Der Barbesuch war kaum vorbei, da saßen wir schon im Biergarten, das erste Mal seit Ewigkeiten ohne Maske. Ich trug sie weiterhin auf der Toilette, war aber die einzige, und in der Bestellschlange ließ ich es gleich. Die Bänke stehen wieder enger als noch im letzten Jahr, aber es hat sich gut und richtig angefühlt. Ob wir allerdings die Oktoberfestreservierungen wahrnehmen, ist uns immer noch nicht klar. Falls es stattfindet, was ja auch noch nicht klar ist.

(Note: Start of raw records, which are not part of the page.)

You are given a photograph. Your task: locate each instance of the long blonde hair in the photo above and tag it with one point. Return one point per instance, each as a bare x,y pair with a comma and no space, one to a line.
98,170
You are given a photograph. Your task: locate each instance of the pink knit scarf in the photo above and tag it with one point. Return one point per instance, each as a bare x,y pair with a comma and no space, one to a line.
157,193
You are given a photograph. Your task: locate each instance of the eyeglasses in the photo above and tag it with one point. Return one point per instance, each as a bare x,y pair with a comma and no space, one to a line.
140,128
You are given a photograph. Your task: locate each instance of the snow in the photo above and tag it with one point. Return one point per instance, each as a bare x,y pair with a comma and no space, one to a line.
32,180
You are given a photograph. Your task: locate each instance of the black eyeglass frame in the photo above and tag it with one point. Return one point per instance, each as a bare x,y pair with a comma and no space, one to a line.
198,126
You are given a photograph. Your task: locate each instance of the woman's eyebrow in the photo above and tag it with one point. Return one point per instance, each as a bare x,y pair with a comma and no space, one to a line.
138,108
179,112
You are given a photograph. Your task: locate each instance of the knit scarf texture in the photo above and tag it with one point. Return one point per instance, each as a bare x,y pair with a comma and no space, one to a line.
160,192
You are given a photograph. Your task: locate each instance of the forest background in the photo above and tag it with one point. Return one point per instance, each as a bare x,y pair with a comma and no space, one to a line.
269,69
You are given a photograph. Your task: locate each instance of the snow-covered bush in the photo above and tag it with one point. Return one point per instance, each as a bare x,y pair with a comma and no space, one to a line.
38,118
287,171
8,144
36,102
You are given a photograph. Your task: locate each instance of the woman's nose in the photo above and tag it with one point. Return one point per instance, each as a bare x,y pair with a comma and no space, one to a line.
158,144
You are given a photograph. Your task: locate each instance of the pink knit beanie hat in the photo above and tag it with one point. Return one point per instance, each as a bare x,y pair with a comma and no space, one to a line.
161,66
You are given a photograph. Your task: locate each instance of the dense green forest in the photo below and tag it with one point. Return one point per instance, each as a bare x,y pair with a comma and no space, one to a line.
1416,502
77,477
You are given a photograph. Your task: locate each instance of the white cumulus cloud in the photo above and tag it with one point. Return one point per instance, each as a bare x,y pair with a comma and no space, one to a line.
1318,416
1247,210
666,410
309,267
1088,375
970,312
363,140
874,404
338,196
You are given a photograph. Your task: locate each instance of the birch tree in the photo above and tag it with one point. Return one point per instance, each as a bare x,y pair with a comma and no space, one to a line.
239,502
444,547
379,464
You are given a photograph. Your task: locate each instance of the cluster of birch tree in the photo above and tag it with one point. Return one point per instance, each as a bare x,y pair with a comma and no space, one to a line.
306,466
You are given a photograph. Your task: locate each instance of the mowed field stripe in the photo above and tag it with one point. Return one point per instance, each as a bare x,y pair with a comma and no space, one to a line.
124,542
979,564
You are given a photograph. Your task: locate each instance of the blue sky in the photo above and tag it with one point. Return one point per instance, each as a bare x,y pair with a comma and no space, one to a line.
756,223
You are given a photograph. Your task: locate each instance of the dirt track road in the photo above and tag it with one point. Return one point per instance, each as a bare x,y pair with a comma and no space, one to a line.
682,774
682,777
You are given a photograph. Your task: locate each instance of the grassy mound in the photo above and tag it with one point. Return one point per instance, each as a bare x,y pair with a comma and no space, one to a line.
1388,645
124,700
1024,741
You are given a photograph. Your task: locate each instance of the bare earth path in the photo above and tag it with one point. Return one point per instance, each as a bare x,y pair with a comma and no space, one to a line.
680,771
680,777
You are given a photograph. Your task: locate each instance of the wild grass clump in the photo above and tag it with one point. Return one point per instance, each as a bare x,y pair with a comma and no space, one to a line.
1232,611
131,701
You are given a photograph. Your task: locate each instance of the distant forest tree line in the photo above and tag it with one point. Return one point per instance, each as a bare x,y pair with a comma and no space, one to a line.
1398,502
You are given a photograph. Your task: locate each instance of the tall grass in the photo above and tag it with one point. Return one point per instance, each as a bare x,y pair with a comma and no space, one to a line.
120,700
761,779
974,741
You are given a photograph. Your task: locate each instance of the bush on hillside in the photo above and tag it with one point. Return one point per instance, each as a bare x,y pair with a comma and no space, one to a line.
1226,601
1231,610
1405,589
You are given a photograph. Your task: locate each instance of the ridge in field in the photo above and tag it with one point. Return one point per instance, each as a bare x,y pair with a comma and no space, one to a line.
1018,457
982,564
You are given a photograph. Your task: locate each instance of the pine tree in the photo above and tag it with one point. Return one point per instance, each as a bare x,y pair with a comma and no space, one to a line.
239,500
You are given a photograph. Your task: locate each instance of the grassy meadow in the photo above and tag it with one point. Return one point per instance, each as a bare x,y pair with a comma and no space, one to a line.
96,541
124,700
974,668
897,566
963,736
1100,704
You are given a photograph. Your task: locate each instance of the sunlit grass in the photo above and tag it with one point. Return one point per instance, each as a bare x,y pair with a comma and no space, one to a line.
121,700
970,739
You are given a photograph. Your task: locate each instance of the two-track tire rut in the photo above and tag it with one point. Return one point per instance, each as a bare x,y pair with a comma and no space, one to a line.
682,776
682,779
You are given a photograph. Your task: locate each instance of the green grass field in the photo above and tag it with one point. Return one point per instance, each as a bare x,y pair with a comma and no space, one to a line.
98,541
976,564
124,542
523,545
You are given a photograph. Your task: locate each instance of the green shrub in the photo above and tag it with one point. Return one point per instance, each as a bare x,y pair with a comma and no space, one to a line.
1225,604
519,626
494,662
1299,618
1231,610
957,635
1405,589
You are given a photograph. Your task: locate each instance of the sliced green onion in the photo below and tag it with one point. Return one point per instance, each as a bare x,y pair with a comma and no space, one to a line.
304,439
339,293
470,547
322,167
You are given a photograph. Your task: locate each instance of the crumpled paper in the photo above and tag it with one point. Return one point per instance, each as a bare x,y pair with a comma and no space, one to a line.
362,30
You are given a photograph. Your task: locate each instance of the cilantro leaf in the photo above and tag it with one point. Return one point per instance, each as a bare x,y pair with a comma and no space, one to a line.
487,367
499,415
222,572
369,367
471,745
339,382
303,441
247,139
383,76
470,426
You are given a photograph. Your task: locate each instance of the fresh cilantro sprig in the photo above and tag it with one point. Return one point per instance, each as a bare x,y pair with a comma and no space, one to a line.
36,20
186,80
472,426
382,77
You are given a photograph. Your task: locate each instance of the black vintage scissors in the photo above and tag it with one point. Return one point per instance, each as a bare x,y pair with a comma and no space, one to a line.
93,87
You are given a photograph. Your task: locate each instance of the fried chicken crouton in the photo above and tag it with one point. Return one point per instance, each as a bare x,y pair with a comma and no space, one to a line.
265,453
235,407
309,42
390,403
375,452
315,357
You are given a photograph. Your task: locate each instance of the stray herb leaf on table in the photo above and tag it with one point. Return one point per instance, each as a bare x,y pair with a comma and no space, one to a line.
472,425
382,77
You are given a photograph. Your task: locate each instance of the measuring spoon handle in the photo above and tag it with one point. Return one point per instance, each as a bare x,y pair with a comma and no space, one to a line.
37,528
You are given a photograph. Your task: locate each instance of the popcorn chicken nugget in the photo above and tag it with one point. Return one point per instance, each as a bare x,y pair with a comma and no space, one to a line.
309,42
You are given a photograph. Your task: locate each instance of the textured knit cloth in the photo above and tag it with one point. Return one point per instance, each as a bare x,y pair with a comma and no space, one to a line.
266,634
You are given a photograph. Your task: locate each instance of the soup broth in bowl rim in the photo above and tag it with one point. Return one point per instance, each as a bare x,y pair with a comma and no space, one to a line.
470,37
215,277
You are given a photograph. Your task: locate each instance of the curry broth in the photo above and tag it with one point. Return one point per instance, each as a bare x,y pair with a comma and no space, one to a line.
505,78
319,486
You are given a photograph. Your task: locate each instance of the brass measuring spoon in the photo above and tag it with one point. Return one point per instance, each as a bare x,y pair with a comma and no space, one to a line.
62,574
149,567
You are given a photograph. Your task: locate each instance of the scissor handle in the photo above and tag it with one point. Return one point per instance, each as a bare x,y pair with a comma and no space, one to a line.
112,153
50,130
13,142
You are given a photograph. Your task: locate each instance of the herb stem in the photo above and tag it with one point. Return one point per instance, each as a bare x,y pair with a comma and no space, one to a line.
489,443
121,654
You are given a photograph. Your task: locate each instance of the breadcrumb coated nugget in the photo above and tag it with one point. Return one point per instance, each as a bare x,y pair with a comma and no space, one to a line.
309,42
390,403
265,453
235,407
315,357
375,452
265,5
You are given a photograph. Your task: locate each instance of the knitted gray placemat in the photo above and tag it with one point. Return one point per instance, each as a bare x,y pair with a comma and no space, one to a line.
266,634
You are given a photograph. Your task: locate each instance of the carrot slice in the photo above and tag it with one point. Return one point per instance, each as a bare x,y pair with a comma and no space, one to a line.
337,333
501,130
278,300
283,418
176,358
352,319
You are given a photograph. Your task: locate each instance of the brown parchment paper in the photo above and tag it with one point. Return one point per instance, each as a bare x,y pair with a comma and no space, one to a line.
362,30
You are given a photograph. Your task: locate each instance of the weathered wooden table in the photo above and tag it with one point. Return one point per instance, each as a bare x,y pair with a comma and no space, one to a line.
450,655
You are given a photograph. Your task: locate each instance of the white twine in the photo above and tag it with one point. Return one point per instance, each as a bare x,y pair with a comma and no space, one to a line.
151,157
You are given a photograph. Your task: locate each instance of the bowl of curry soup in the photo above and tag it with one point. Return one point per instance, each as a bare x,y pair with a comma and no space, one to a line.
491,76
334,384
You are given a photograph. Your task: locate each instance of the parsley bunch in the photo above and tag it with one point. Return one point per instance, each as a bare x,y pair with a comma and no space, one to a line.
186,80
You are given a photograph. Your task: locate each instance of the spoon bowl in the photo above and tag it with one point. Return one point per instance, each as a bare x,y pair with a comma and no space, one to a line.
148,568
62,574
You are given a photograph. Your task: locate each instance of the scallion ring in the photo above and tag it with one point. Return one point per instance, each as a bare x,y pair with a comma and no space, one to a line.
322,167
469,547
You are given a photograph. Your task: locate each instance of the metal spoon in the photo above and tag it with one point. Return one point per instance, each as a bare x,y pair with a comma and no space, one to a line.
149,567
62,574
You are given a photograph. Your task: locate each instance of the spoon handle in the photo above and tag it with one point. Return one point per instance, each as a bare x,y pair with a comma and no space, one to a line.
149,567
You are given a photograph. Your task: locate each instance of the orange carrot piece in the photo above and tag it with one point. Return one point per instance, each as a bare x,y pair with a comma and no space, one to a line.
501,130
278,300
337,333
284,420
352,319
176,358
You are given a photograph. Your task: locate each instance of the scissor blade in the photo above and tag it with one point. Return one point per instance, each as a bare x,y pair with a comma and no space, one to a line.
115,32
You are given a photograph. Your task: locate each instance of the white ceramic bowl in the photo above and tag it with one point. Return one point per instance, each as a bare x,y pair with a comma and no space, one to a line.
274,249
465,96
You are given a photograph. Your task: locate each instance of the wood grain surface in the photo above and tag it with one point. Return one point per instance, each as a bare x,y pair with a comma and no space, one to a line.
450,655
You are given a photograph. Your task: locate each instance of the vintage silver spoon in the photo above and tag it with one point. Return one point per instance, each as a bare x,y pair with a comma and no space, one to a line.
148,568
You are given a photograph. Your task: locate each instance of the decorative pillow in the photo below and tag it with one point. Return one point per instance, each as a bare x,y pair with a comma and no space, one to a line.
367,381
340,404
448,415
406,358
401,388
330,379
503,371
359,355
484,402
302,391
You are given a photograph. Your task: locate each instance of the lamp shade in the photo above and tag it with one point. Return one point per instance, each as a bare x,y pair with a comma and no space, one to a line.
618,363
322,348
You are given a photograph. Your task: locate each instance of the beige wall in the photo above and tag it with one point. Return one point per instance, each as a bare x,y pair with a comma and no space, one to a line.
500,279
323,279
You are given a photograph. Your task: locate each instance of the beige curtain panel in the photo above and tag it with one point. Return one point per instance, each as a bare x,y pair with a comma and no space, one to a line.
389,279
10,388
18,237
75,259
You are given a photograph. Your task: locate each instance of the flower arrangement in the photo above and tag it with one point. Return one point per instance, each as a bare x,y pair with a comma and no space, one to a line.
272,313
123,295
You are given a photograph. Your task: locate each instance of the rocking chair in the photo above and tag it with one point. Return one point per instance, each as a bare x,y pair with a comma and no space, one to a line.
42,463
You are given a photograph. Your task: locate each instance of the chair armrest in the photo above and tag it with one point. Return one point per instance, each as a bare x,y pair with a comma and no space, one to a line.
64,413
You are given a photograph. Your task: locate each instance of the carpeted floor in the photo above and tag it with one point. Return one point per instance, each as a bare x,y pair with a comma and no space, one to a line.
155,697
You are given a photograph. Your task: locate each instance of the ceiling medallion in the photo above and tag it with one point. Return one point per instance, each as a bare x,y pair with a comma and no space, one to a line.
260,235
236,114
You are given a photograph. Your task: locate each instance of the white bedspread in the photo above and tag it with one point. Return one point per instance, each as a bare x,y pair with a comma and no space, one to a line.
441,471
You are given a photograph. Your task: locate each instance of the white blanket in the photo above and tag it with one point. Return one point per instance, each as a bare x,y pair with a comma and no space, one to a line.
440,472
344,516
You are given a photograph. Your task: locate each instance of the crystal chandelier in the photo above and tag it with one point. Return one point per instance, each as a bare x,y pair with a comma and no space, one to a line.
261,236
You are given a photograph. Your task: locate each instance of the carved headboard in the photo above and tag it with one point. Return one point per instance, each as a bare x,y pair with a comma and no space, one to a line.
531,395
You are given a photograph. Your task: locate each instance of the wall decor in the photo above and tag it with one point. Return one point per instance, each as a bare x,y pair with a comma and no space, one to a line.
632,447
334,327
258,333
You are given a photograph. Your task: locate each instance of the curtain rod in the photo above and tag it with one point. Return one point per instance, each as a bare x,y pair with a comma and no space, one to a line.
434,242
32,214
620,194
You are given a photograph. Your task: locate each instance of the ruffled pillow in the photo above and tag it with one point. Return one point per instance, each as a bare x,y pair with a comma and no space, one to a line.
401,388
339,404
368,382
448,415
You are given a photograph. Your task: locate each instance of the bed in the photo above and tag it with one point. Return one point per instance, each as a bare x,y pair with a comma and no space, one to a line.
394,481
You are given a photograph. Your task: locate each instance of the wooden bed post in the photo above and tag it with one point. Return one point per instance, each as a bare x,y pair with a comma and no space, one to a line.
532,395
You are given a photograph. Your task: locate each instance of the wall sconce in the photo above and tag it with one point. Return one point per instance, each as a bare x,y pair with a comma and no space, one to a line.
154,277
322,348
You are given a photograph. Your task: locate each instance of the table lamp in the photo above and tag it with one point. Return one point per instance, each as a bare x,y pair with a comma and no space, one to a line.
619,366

Ich bin die Radlermaßmemme mit dem Anti-Wespen-Bierdeckel. Wahlweise liegt da ein Taschenbuch, aber der Musil ist ungefähr so dick wie das Glas.

Gut gegessen habe ich auch außerhalb von Sternetempeln. (Will wieder in einen Sternetempel.)


Gefüllte Zucchini. Weiß schon gar nicht mehr, womit sie gefüllt war.


Kartoffelsalat mit Tahini-Dressing aus der NYT.


Tiefkühl-Gemüsedumplings aus dem Asialaden. Immerhin das Nuoc Cham selbst angerührt und eine Gurke aufgeschnitten.


Scharfes Rindfleisch mit Brokkoli und grünem Spargel.


Ich habe dem Mütterchen den Avocadotoast von Katha aus ihrem zweiten veganen Kochbuch kredenzt, der ihr sehr gut geschmeckt hat. Sie kannte noch keine Avocado.




Bin auf dem totalen Hummus-Trip. Entweder mit Fladenbrot oder sogar mit Brezn (mein Leibgericht) oder auch mit roter Bete und weißen Bohnen statt Kichererbsen. Aber immer mit Salat und Zatar.